I’d heard of the Dead Kennedys but didn’t really know their music when the school bus pulled into the empty lot adjacent to the crumbling house I was living in in West Hollywood in June 1987. The $700-a-month bungalow housed me, my brother, my boyfriend Tim Sampson, three boa constrictors, two dogs, two cats, and a black widow named Betsy who one day gave birth to several hundred baby black widows. Really, what were two more creatures in the yard?
One of those creatures was sublime. Not that the other was not! Mark was a slightly spooky guy, nevertheless extremely nice, who, realizing I was cooking for the multiple dudes in and out of the house every day, had his mother write on an index card the recipe for “Mark’s Mother’s Fish Chowder.”
The sublime creature was D.H. Peligro, drummer for the Dead Kennedys and, as the years came on, for the Red Hot Chili Peppers, the Feederz, and his own outfits. D never stopped moving—what was the next gig, and the one after that?
None of this could be known the night the bus pulled in. Mark and D.H. were very sweet—was it okay if they stayed? Once we assured them that of course it was, D was like Superman pulling off his street clothes because that’s the person he always was: hyperkinetic, glowing, absolutely needing to have a 4,000-word a minute conversation with you right now, right now!
We were all in our twenties, D a few years older than me. The Kennedys had broken up and he was trying to find his place, but in the meantime, there was all the weed to be smoked, which was easy to do, as someone who shall remain nameless was dealing weed out of the bungalow. There were regularly bread-loaf-size paper bags lying around and, idiot that I was, I once asked if someone had brought home a dead skunk.
But the weed was like a magnet, of course, and the fire pit in the front yard was regularly surrounded by music friends of D’s. Flea was there sometimes, maybe other members of the Chili Peppers, the guys in Fishbone, Jimmy and Billy Fishman, who’d made “Tapeheads,” young actors and actresses that would pass through, some of whom would soon overdose—including the daughter of one of the Righteous Brothers, who announced, as D watched The Billionaire’s Boys Club, that she could see murdering someone for a million dollars.
Few of us at the time understood how money worked. “Sis,” D said, standing in the yard one day, holding out a bunch of letters from the IRS, saying he owed all this money. He hadn’t realized taxes would have to be paid on the residual checks he was getting from Alternative Tentacles. Live and learn.
In the meantime!

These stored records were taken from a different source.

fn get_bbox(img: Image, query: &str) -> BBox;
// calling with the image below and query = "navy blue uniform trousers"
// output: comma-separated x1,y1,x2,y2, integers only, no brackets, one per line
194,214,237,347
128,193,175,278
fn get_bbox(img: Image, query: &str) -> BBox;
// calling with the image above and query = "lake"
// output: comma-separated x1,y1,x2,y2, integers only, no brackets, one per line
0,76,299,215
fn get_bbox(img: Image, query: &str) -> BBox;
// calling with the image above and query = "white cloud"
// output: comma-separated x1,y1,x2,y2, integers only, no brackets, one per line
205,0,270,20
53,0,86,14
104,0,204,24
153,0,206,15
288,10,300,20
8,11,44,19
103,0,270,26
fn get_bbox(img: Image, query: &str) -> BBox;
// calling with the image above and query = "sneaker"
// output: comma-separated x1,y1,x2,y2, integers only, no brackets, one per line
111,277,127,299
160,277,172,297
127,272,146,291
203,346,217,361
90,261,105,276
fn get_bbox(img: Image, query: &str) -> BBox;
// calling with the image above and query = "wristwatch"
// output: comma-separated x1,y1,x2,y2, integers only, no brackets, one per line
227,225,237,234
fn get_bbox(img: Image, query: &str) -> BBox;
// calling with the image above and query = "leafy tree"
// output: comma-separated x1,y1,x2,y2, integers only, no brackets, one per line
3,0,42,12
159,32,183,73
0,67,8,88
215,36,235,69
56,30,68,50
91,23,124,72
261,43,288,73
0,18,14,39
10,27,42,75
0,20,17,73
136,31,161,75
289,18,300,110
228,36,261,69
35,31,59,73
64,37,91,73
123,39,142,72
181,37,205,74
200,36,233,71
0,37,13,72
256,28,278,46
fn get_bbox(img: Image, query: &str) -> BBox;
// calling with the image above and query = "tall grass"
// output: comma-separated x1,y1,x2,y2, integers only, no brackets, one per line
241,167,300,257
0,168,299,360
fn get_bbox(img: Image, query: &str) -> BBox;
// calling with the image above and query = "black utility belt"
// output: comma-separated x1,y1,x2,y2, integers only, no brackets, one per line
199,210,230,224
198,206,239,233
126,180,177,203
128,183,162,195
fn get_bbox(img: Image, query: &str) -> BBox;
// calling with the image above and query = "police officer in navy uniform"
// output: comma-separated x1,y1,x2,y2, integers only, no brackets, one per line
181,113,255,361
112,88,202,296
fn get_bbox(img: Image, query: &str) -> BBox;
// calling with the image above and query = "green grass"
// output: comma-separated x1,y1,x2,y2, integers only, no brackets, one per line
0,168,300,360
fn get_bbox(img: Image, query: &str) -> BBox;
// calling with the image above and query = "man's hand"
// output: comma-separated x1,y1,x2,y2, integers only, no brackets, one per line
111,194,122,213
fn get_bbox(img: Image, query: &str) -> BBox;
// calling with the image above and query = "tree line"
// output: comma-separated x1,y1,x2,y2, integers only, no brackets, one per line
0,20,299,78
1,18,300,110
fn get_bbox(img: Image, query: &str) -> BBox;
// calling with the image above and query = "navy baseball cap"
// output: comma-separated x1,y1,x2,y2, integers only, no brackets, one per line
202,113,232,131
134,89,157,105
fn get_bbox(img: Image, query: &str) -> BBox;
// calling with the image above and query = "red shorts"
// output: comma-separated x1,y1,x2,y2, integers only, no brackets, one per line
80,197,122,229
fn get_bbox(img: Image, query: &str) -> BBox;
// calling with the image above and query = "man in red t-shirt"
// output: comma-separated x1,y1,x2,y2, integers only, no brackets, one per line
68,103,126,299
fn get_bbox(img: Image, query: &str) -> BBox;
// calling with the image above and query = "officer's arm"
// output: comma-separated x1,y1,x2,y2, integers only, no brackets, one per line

There were dart games to be played, and barbecues to be had, and sadness when people within the crew lost people or were lost themselves. I woke up one morning at 6:30 to find Jamie Slovak, brother of Chili Peppers founding guitarist Hillel Slovak, standing at the chain link fence by the school bus. Hillel had overdosed, and I would be lying if I said D.H. and I ministered to him at that hour, but I am absolutely sure we did so later that day.
How does a person go from being someone in your orbit to being a brother or sister? In D’s and my case, it came from his sitting with me as I cooked and baked for the revolving cast of people in and out of the house. There are few people in this world more appreciative of being fed than young men, and D had an appetite for everything: music, art, friends, laughing with you, picking you up in his arms and showing you his glow, showing you that he loved you.
D had some troubles with drugs, and I am going to say some time around 1993, he went home to I think Detroit to hang with his mom. I was living in a different house around 1994 when a brand-new Ford Mustang pulled into my driveway. Out stepped D, and when I tell you he looked like the shining sun, I exaggerate not at all. He was like a magnificent sun god and had come to tell me how good things were.
Time goes on. D and I dipped in and out of each other’s lives, but never, never, never, for one second would I not be sis. That was bedrock. D also had been particularly close with my boyfriend Tim, with whom I had a daughter in 1989. D saw and played with my daughter that day in 1994. We were still young, if with a little more mileage. D was forming new bands, he told me. He gave me a script he’d written; everything was still in the future.
It is the case that when some people become your bedrock, you don’t need to see them often, or at all, you pick up right where you left off, which D and I always did. Maybe 10 years ago, when my daughter was about 22, my brother Chris took her to a show D was performing in New York City. They were backstage before the show, D talking with my bro, maybe thinking this young pretty girl with Chris was his girlfriend, when Chris asks, “You know who this is? It’s Nancy and Tim’s daughter.”
At which, my daughter tells me, D was uncharacteristically silent, tears rolling down his face before… he became D, and picked her up and spun her in his arms
I learned a few hours ago that D.H. died on Friday. I am not sure how to explain except to say, D’s death kicks another foundation out from under our lives. I went outside after I learned, and looked at the bright quarter moon, at a star that might be a planet, at the last of some coral-colored clouds on the horizon, and wondered, perhaps hoped, that Tim, who died in 2019, was there to meet D.H. when he got there.